Depois de enfrentar a indústria
tabagista em "O Informante",
nosso herói assume o papel de um
general romano. Por pouco tempo. Escravizam-no. Torna-se gladiador em arenas mambembes.
Seu talento é tamanho que obtém
sucesso em Roma. Quer vingar-se
do imperador. Luta, como todo
escravo americano, por justiça.
Não conto mais do filme. É um
produto violento, cínico e enfático, lacrimoso, kitsch e desonesto.
O diabo é que a máquina da propaganda hollywoodiana funciona mais uma vez. Dá vontade de
ver "Gladiador", e a gente vai ver
não porque sinta falta de corridas
de biga e homens de saiote, mas
porque Hollywood sente falta disso e, então, mobiliza sua máquina publicitária.
A revista "Veja" dedicou páginas e páginas à proeza colossal de
"Gladiador". Se não era propaganda, a matéria funcionou como se fosse.
Talvez a burrice seja empolgante. Voltar às cenas de gladiadores
equivaleria, para o crítico que
gosta de "Batman", de "Star
Trek" e deste último golpe de
Hollywood, a um reencontro com
a inocência perdida.

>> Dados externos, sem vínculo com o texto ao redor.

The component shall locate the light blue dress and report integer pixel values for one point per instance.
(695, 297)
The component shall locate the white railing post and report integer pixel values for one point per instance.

Logo, quanto mais inocente for o filme, melhor: elogiá-lo constará como
atestado de pureza, como suave
infantilismo por parte do crítico.
Acontece que "Gladiador" não
é um filme inocente nem "pura
diversão", frase que funciona como pretexto para quem quer idiotizar-se sem culpa.
O crítico Roland Barthes escreveu, nos idos de 50, um artigo
muito agudo sobre os romanos no
cinema. Analisava o "Júlio César"
de Mankiewicz. Implicou com as
franjinhas que todo ator usava.
Para Roland Barthes, aquelas
franjinhas na testa não eram
"reais". Todo ator, mesmo sem
muito cabelo, usava franjinhas
porque, na pobre mentalidade de
Hollywood, aquilo era um signo
da "romanidade". Um filme convencional como o de Mankiewicz
estava obrigado a dizer, todo o
tempo, que a história se passava
em Roma, na época dos césares. O
estereótipo era ridículo; cada
franja funcionava como placa de
trânsito, indicando que tudo era
"romano".
Hollywood sofisticou-se bastante desde que Barthes escreveu esse
artigo. Hoje em dia, os estereótipos lamentáveis de "Gladiador",
suas franjinhas e sua "romanidade" deixam de referir-se a uma
"Roma" de manual de história.
Referem-se à "Roma" de Hollywood. "Gladiador" repete os clichês do cinema "épico", aludindo
ao passado do próprio cinema.
Usa tons de sépia, joga com o preto-e-branco, numa indicação de
que sabe o quanto de "retrô" está
pondo em cena.
Como se soubesse das críticas de
Barthes, "Gladiador" americaniza brutalmente a cena romana.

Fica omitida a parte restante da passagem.